Thresholds on \(\mathbb {R}\). Now \(\mathrm{Ldim}= \infty \). The key point: the domain is dense, so the adversary can always find a point between any two previous thresholds. At each round, the adversary presents a point that bisects the current interval of uncertainty, forcing a mistake no matter what the learner predicts. This produces mistake trees of unbounded depth.
Intervals on \(\mathbb {R}\). The class \(\{ x \mapsto \mathbf{1}[a \leq x \leq b] : a, b \in \mathbb {R}\} \) also has \(\mathrm{Ldim}= \infty \). The adversary can adaptively narrow down both endpoints.
Linear classifiers in \(\mathbb {R}^d\). The class of halfspaces has \(\mathrm{Ldim}= d\), matching the VC dimension. This is one of the rare cases where the two dimensions coincide.

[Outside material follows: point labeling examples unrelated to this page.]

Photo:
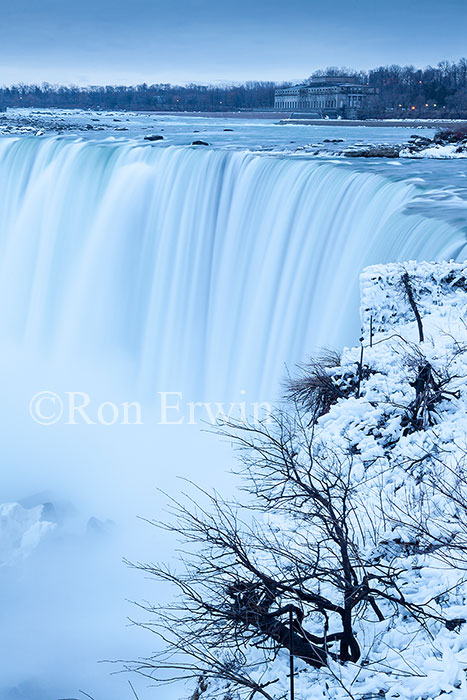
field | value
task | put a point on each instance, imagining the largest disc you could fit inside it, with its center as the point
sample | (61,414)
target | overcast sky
(111,41)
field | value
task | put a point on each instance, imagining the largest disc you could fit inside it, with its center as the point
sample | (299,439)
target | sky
(88,42)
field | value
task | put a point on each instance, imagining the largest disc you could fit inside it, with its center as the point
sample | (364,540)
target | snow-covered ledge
(384,299)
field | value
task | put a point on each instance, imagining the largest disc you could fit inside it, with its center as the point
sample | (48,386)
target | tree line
(434,91)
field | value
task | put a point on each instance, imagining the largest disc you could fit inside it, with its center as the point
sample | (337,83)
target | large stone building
(325,96)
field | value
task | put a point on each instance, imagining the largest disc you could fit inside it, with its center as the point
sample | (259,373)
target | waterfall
(199,270)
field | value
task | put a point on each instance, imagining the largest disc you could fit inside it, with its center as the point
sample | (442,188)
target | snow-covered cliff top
(439,288)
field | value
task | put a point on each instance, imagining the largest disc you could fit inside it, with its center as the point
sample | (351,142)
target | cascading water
(203,270)
(193,270)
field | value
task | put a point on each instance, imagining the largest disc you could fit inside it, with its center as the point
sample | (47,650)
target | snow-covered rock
(21,531)
(410,476)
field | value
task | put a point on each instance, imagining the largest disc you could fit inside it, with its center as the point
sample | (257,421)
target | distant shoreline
(415,123)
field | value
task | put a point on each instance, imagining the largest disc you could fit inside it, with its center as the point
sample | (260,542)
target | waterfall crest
(203,270)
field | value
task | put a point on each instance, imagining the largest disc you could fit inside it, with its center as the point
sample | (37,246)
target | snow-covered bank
(399,418)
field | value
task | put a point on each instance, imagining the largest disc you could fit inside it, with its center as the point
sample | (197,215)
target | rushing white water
(166,268)
(202,270)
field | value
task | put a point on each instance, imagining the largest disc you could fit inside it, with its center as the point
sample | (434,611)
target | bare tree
(303,540)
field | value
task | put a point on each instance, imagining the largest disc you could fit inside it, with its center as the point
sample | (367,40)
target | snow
(396,472)
(21,531)
(449,151)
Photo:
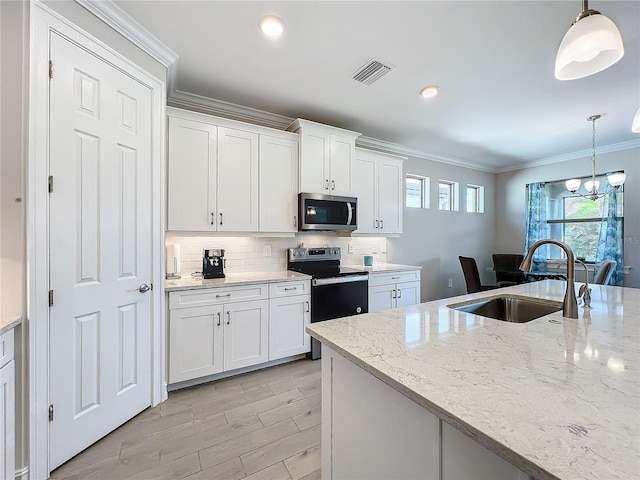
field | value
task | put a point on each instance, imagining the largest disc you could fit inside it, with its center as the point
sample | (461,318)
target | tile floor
(259,425)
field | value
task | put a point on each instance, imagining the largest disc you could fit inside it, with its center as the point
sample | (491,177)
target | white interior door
(100,248)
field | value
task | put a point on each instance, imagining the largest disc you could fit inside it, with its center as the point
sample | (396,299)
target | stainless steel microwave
(327,212)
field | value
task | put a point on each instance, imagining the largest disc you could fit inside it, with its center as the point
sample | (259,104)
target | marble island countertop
(188,282)
(556,397)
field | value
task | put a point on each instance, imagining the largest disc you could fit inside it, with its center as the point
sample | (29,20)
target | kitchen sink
(509,308)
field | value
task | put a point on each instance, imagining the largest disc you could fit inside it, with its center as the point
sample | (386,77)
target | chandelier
(615,179)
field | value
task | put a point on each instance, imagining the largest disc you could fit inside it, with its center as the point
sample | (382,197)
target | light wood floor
(260,425)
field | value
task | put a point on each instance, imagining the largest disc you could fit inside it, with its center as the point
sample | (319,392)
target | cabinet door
(7,421)
(246,329)
(288,317)
(381,297)
(195,342)
(314,158)
(278,184)
(363,187)
(389,191)
(237,181)
(342,153)
(191,175)
(407,294)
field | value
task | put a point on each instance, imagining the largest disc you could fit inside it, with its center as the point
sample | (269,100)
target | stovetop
(321,262)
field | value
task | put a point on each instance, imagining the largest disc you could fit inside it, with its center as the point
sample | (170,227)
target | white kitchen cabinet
(217,329)
(326,154)
(7,406)
(377,183)
(289,314)
(278,184)
(237,185)
(192,154)
(246,334)
(393,290)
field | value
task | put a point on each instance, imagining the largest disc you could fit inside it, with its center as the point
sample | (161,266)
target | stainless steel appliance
(213,263)
(320,212)
(335,291)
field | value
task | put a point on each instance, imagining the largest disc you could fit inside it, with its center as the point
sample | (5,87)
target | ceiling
(499,105)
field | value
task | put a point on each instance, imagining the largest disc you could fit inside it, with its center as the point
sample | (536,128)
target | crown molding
(125,25)
(615,147)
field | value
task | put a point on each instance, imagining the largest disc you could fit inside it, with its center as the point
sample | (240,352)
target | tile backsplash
(247,254)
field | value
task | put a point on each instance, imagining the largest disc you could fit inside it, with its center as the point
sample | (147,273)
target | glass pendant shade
(635,126)
(589,185)
(573,184)
(616,179)
(592,44)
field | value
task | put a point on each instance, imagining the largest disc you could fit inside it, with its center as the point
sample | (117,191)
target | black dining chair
(507,268)
(472,277)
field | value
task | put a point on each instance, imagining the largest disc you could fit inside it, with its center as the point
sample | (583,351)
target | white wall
(511,201)
(434,239)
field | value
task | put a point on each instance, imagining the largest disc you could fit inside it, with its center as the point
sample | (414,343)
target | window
(417,191)
(577,221)
(475,199)
(447,195)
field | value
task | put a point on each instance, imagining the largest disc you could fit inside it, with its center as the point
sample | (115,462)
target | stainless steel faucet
(570,303)
(585,291)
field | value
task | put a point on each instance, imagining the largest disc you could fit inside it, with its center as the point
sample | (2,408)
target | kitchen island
(431,391)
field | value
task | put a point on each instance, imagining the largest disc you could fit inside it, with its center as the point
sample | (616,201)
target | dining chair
(472,277)
(507,268)
(605,272)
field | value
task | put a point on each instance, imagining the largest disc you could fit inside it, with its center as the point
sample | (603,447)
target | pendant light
(615,179)
(592,44)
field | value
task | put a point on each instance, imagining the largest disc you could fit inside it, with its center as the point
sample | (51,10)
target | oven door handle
(334,280)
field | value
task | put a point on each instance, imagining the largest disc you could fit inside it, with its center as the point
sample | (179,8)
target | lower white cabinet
(393,290)
(7,406)
(216,330)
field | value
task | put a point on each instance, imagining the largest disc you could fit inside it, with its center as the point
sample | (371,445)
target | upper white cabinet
(326,154)
(226,176)
(278,184)
(377,183)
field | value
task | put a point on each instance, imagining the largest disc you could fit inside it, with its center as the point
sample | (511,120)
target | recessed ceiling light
(429,92)
(271,26)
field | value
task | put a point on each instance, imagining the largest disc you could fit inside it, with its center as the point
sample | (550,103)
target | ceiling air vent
(371,71)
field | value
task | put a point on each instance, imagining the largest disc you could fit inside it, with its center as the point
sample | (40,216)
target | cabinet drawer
(215,296)
(394,277)
(6,348)
(285,289)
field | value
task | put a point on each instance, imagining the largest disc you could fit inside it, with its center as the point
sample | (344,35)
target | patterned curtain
(610,244)
(537,227)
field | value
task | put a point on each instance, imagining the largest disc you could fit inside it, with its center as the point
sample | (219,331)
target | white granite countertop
(233,279)
(9,321)
(556,397)
(386,267)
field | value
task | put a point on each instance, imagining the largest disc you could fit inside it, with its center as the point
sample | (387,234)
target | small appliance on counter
(213,263)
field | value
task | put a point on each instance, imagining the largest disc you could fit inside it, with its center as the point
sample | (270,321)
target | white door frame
(42,21)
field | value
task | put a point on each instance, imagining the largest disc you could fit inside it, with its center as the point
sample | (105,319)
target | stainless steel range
(335,291)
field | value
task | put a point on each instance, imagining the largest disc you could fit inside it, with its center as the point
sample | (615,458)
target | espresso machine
(213,263)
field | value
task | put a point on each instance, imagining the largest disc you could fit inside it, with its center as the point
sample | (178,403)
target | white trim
(125,25)
(44,20)
(615,147)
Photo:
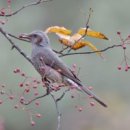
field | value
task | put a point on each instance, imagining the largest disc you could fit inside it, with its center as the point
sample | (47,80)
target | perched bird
(50,66)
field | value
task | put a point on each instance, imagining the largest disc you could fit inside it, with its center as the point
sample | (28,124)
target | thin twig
(58,112)
(63,94)
(25,6)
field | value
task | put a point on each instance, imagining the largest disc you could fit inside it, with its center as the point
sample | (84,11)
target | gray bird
(50,66)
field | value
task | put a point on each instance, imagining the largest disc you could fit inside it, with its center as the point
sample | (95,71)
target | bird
(50,66)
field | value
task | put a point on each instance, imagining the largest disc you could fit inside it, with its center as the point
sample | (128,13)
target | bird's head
(37,38)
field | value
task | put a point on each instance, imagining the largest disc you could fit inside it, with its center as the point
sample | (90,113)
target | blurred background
(109,83)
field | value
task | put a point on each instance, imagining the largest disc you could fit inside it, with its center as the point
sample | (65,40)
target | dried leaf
(74,43)
(92,33)
(81,44)
(57,29)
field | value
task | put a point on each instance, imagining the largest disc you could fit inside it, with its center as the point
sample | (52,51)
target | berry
(33,123)
(92,103)
(119,67)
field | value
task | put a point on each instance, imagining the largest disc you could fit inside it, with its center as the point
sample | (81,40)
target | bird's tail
(80,87)
(87,91)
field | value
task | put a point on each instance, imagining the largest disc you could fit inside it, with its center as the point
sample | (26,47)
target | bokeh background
(109,83)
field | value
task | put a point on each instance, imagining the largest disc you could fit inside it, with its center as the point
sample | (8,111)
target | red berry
(21,85)
(119,67)
(17,70)
(11,97)
(1,101)
(92,103)
(16,106)
(80,109)
(90,87)
(23,74)
(118,33)
(33,123)
(38,115)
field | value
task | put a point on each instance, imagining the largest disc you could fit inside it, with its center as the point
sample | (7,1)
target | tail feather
(87,91)
(80,87)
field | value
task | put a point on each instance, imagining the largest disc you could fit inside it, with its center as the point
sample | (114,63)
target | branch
(39,97)
(25,6)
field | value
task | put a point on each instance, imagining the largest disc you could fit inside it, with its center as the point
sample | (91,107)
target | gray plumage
(49,65)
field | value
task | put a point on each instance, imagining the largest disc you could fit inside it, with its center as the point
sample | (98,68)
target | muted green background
(109,16)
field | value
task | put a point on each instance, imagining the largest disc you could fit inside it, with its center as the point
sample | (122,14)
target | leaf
(74,43)
(92,33)
(57,29)
(81,44)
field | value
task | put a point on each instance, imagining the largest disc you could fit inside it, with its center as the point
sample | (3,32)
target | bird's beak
(25,36)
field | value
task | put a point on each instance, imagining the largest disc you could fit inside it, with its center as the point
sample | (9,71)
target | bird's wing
(51,59)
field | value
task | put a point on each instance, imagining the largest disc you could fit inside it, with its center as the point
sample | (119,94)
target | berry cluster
(124,43)
(30,89)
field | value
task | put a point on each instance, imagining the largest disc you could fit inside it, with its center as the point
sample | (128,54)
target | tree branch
(25,6)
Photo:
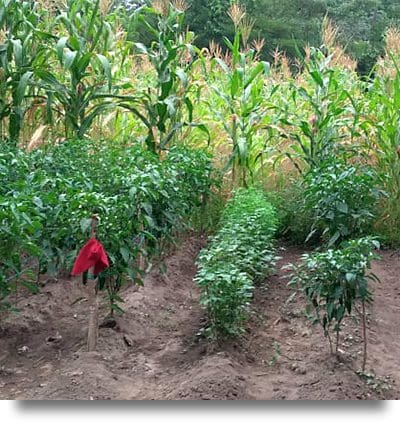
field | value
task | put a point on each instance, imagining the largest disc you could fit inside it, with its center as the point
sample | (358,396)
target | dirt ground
(154,351)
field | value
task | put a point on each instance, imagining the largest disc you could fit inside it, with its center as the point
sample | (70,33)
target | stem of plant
(364,321)
(337,341)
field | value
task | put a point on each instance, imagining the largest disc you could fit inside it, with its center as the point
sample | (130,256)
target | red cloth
(91,255)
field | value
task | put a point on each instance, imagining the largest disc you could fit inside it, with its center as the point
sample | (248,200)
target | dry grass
(340,58)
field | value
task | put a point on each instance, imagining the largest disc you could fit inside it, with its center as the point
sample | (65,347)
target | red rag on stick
(91,255)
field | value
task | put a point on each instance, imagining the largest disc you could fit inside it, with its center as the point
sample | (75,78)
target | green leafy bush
(335,281)
(238,256)
(49,196)
(342,199)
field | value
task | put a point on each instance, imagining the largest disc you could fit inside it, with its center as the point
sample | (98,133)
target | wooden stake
(93,326)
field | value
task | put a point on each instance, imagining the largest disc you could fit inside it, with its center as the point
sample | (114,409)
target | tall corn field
(73,69)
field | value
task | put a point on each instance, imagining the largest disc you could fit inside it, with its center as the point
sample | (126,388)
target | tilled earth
(154,351)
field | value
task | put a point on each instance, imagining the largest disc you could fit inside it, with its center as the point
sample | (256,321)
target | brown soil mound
(154,352)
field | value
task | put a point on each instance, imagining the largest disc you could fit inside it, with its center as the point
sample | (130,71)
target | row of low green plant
(47,198)
(239,256)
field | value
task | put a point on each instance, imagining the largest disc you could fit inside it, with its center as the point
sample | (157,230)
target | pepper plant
(335,283)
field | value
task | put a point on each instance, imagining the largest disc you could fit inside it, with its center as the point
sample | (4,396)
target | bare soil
(154,351)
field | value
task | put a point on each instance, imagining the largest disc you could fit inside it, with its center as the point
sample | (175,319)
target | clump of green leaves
(342,199)
(335,282)
(238,256)
(48,197)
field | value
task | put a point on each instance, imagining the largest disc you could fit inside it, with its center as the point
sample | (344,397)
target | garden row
(339,205)
(47,198)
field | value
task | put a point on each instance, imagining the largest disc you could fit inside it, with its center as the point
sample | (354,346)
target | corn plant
(78,88)
(20,53)
(322,117)
(242,106)
(165,107)
(384,116)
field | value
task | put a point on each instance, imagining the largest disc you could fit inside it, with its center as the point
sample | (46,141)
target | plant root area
(155,351)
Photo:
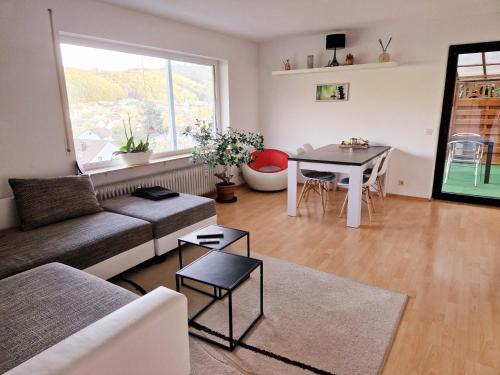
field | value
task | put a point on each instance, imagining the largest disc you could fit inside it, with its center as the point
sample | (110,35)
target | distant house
(94,150)
(96,134)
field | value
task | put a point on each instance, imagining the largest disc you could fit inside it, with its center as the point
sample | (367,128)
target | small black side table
(231,235)
(222,271)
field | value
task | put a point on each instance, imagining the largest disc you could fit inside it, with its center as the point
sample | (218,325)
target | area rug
(327,323)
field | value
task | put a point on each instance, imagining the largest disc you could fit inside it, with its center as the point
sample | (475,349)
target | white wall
(390,106)
(31,122)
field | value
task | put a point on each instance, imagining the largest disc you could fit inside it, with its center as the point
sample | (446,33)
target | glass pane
(493,69)
(193,86)
(474,133)
(109,91)
(470,71)
(469,59)
(492,57)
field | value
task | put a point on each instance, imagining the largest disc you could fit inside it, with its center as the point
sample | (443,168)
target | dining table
(337,159)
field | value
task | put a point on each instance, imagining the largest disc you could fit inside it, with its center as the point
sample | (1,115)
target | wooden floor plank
(445,256)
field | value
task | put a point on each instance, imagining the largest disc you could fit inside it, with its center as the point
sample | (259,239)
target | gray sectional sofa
(57,319)
(170,218)
(129,231)
(80,242)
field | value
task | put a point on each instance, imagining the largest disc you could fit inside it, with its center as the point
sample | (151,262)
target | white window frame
(86,41)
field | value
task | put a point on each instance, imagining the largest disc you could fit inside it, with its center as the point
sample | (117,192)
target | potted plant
(132,153)
(222,151)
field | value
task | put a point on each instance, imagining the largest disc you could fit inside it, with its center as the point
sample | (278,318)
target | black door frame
(449,92)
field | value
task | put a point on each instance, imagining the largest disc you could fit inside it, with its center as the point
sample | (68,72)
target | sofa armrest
(147,336)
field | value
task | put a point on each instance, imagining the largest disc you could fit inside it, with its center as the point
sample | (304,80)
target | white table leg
(355,195)
(292,188)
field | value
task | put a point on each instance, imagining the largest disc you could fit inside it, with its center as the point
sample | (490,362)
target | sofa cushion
(44,305)
(167,216)
(80,242)
(42,201)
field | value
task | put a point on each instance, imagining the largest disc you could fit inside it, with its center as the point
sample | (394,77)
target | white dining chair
(368,181)
(379,185)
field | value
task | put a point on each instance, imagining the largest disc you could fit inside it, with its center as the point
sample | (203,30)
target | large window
(157,97)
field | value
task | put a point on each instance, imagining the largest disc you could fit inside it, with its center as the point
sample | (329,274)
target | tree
(152,117)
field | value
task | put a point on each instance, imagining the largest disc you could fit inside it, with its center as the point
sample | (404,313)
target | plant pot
(137,158)
(225,192)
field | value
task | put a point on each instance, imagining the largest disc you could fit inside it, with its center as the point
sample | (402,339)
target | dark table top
(231,235)
(333,154)
(223,270)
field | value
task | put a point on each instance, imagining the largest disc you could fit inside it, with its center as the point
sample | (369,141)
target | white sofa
(146,335)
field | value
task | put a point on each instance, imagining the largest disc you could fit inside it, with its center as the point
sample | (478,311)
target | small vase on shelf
(384,57)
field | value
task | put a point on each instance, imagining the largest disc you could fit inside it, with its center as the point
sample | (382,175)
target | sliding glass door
(468,159)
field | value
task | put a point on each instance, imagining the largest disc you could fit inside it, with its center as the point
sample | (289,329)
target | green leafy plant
(130,146)
(226,149)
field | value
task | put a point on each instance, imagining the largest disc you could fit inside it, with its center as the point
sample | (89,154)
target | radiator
(196,180)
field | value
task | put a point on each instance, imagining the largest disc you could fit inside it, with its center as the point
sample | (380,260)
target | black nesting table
(231,235)
(223,271)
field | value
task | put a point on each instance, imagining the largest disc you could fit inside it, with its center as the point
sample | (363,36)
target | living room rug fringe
(265,352)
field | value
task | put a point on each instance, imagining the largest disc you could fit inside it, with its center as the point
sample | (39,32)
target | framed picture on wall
(332,92)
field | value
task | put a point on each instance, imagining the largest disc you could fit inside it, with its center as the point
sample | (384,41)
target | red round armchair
(267,171)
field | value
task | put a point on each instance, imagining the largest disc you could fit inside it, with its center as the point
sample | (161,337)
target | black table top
(333,154)
(220,269)
(231,235)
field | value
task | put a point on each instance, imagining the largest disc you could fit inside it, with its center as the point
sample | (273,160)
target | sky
(88,58)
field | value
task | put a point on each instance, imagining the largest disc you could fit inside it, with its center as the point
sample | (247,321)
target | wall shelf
(390,64)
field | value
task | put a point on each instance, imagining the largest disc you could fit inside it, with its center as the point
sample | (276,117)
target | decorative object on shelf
(335,41)
(384,56)
(310,61)
(328,69)
(131,153)
(349,59)
(286,64)
(221,151)
(332,92)
(355,143)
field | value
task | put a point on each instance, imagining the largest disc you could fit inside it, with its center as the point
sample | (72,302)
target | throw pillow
(43,201)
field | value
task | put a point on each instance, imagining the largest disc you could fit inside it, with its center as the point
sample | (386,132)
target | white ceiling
(261,20)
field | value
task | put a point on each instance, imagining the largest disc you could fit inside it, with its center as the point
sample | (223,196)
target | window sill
(124,167)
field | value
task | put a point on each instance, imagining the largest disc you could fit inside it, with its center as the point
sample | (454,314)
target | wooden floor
(445,256)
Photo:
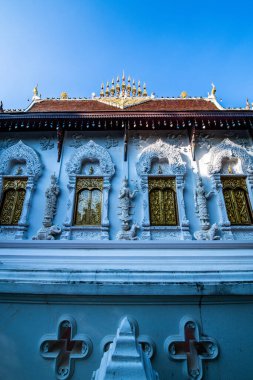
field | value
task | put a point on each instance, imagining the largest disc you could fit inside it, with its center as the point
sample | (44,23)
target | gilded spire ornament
(64,95)
(107,91)
(123,94)
(112,88)
(129,86)
(144,90)
(123,84)
(36,95)
(139,92)
(35,90)
(102,93)
(134,88)
(118,86)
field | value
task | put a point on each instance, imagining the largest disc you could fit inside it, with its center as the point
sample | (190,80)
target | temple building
(126,236)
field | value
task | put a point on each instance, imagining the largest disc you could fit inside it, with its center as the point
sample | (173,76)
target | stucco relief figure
(201,197)
(125,197)
(51,198)
(49,231)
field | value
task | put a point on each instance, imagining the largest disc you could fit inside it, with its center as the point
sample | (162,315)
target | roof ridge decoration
(123,95)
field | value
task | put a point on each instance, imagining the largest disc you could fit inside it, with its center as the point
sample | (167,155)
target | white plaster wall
(137,142)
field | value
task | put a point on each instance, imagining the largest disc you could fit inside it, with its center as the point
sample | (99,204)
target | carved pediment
(124,102)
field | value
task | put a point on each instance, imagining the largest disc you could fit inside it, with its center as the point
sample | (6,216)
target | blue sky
(75,45)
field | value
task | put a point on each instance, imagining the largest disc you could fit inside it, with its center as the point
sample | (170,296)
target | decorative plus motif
(191,347)
(65,347)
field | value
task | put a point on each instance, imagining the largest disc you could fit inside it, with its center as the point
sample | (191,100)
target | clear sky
(74,45)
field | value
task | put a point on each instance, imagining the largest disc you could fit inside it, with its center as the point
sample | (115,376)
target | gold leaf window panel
(237,200)
(163,201)
(88,202)
(14,190)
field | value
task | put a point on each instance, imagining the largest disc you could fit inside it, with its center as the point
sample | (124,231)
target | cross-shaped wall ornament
(191,347)
(65,347)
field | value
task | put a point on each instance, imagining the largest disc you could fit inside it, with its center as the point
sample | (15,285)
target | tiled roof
(92,105)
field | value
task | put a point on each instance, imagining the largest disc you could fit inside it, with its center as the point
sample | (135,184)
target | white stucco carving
(125,205)
(201,197)
(160,151)
(125,359)
(90,152)
(48,231)
(218,155)
(170,157)
(228,150)
(20,153)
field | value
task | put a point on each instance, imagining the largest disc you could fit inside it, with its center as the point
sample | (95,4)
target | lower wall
(48,289)
(25,320)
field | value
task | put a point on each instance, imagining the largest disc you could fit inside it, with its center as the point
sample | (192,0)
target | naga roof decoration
(123,95)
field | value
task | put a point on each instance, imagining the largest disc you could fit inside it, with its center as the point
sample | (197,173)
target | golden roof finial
(64,95)
(230,169)
(139,92)
(107,91)
(118,86)
(102,94)
(123,84)
(112,88)
(134,88)
(35,90)
(183,94)
(128,86)
(144,90)
(213,92)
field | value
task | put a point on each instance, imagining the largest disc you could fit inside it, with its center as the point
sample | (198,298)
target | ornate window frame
(229,150)
(19,153)
(88,152)
(176,168)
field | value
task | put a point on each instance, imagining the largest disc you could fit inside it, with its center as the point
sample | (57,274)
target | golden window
(237,200)
(14,190)
(162,201)
(88,201)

Shattering a set \(\{ x_1, \ldots , x_d\} \) means \(\mathcal{H}\) can produce all \(2^d\) labelings of these fixed points. Shattering a tree of depth \(d\) means \(\mathcal{H}\) can produce a consistent labeling along every root-to-leaf path, but the points themselves may depend on previous labels. The tree structure captures adaptivity: the adversary’s choice at depth \(k\) depends on the learner’s responses at depths \(1, \ldots , k-1\). A shattered set is a special case of a mistake tree (one in which every node at the same depth is labeled with the same instance), so \(\mathrm{VCdim}(\mathcal{H}) \leq \mathrm{Ldim}(\mathcal{H})\) always holds. The converse fails spectacularly: thresholds on \(\mathbb {R}\) have \(\mathrm{VCdim}= 1\) but \(\mathrm{Ldim}= \infty \).